2 g of benzoic acid `(C_6H_5COOH)` dissolved in 25 g of benzene shows a depression in freezing point equal to 1.62 K. Molal depression constant for benzene is 4.9 K kg `"mol"^(-1)`. What is the percentage association of acid if it forms dimer in solution ?

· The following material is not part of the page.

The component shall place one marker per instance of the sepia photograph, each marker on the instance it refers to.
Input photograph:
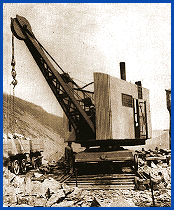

The data provided is listed below :
`W_B = 2g, K_f = 4.9 K kg "mol"^(-1) , W_A = 25 g, Delta T_f = 1.62 K`
Applying the following relation :
` Delta T_f = m xx K_f = (W_B)/(M_B) xx (1000)/(W_A) xx K_f`
Substituting the values, we get
`1.62 = (2)/(M_B) xx 1000/25 xx 4.9`
`M_B = (2000 xx 4.9)/(25 xx 1.62) = 241.98 g"mol"^(-1)`
`underset(1 -x)underset(1)(2C_6H_5COOH) iff underset(x//2)underset(0)((C_6H_5COOH)_2)`
Total number of particles at equilibrium = 1 - x + x/2 = 1 - x/2
`i = (1 - x//2)/(1) = 1 - x//2`
i = Calculated molecular mass / Observed molecular mass
` =(122)/(241.98)`
Thus `(122)/(241.98) = 1 - x/2`
`x/2 = 1 - (122)/(241.98) = (241.98 - 122)/(241.98) = (119.98)/(241.98) = 0.4958`
` x = 0.9916 = 99.16%`
The degree of association of benzoic acid in benzene is 99.16%.